Several companies said they had taken action after reports that undersea submarine cables were severed by the Rubymar ship’s anchor. The Rubymar ship was abandoned after it was targeted and sunk by Houthi rebels in February.

Tech giant Microsoft said this week that “ongoing cable cuts” in the Red Sea were affecting overall capacity on Africa’s east coast and changing traffic flows as a result.

The Red Sea is a key route for sending Internet traffic between the Middle East, Africa, Asia and Europe via undersea cables, which carry 99% of intercontinental data. TeleGeography Consulting estimates that more than $10 trillion worth of financial transactions are transmitted over these cables every day.

The Houthis have recently escalated their attacks on commercial shipping in the area, which the group says is an effort to support the Palestinians in the Gaza war between Israel and Hamas. The Iran-backed group claimed its first fatality in an attack in early March.

The United States says the recent severing of undersea cables in the Red Sea, which disrupted global traffic, was caused by an anchor dragged out when the Red Sea sank.

Hong Kong-based Hutchison Global Communications, which provides global coverage, estimated that 25% of traffic was affected after multiple undersea cables were cut, and said it had taken steps to reroute affected traffic.

Seacom, which owns several undersea cables, said it had also changed service routes last month, acknowledging that some customers’ operations in East and Southern Africa had been affected.

The company said last week it was “optimistic” that cable repairs would be carried out in the second quarter but was “noting the ongoing volatility in the region” which it said could pose unforeseen challenges.

Other leading telecom companies downplayed concerns about spending cuts. Orange uses but does not own the damaged cable in the Red Sea and the company said it was taking extra safety measures. But the French operator, along with AT&T and Tata Communications, told the Financial Times they would be able to reroute traffic if problems arise.

Map showing recent Houthi attacks in the Red Sea and Gulf of Aden and communications cables that may have been damaged as a result.Source: Telegraph Geography and Financial Times research

Executives and analysts say it’s not uncommon for cables to be damaged and rerouted, with the most common causes being dragging anchors and trawler activity.

Alan Mauldin, director of research at TeleGeography, said these factors trigger a glitch “somewhere in the world every three days on average.”

Carriers have capacity on many different cables and most countries can withstand multiple cable outages, he said.

Mauldin added: “If two or three more cables are removed, and they are high-capacity cables, it could have a more severe impact on connectivity for certain network operators or countries.”

Keri Gilder, chief executive of digital infrastructure company Colt Technology Services, said the company had previously had to quickly move data from one cable to another due to damage caused by fishing boats.

“Latency can have an impact on quality of service,” Gilder added, referring to the time delay in getting data from one place to another, which could affect things like video calls. “For our business, that’s milliseconds.”

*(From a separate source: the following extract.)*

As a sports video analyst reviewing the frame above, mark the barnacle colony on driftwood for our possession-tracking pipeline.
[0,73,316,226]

Colt doesn’t have to divert traffic to the Red Sea, but Gilder said the route is “very congested” and she wasn’t surprised the cable was cut because the road is relatively narrow and shallow.

The Houthis deny deliberately targeting undersea cables, while Yemeni officials say they are in daily contact with international submarine companies in the Red Sea and will provide support to repair any damage.

Chris van Zinnicq Bergmann, chief commercial officer of Italian subsea partner Unitirreno, which is building cables in the Mediterranean, said: “The worst case scenario is that all the cables are cut. That would be a very serious situation.”

This will cause traffic to be diverted to longer routes, impacting the quality of video traffic, financial transactions and cloud applications, he added. “If a circuit on a trading company’s cable is cut, it’s a big issue for that particular company because it takes time to get an alternative connection up and running. Also, if you’re taking a long route, this will impact trading , as you will increase the latency of the connection.”

Marcus Solarz Hendriks, a researcher at the think tank Policy Exchange, noted that the 2006 earthquake hampered international banking services and trade in Hong Kong and South Korea.

While most network operators were able to reroute traffic, the incident caused slow connection speeds for Hong Kong internet users and Bloomberg terminals used by traders were out of order across the city.

“If the Red Sea cable incident had sufficiently disrupted digital bandwidth, the impact would have been equally severe,” said Solarz Hendriks.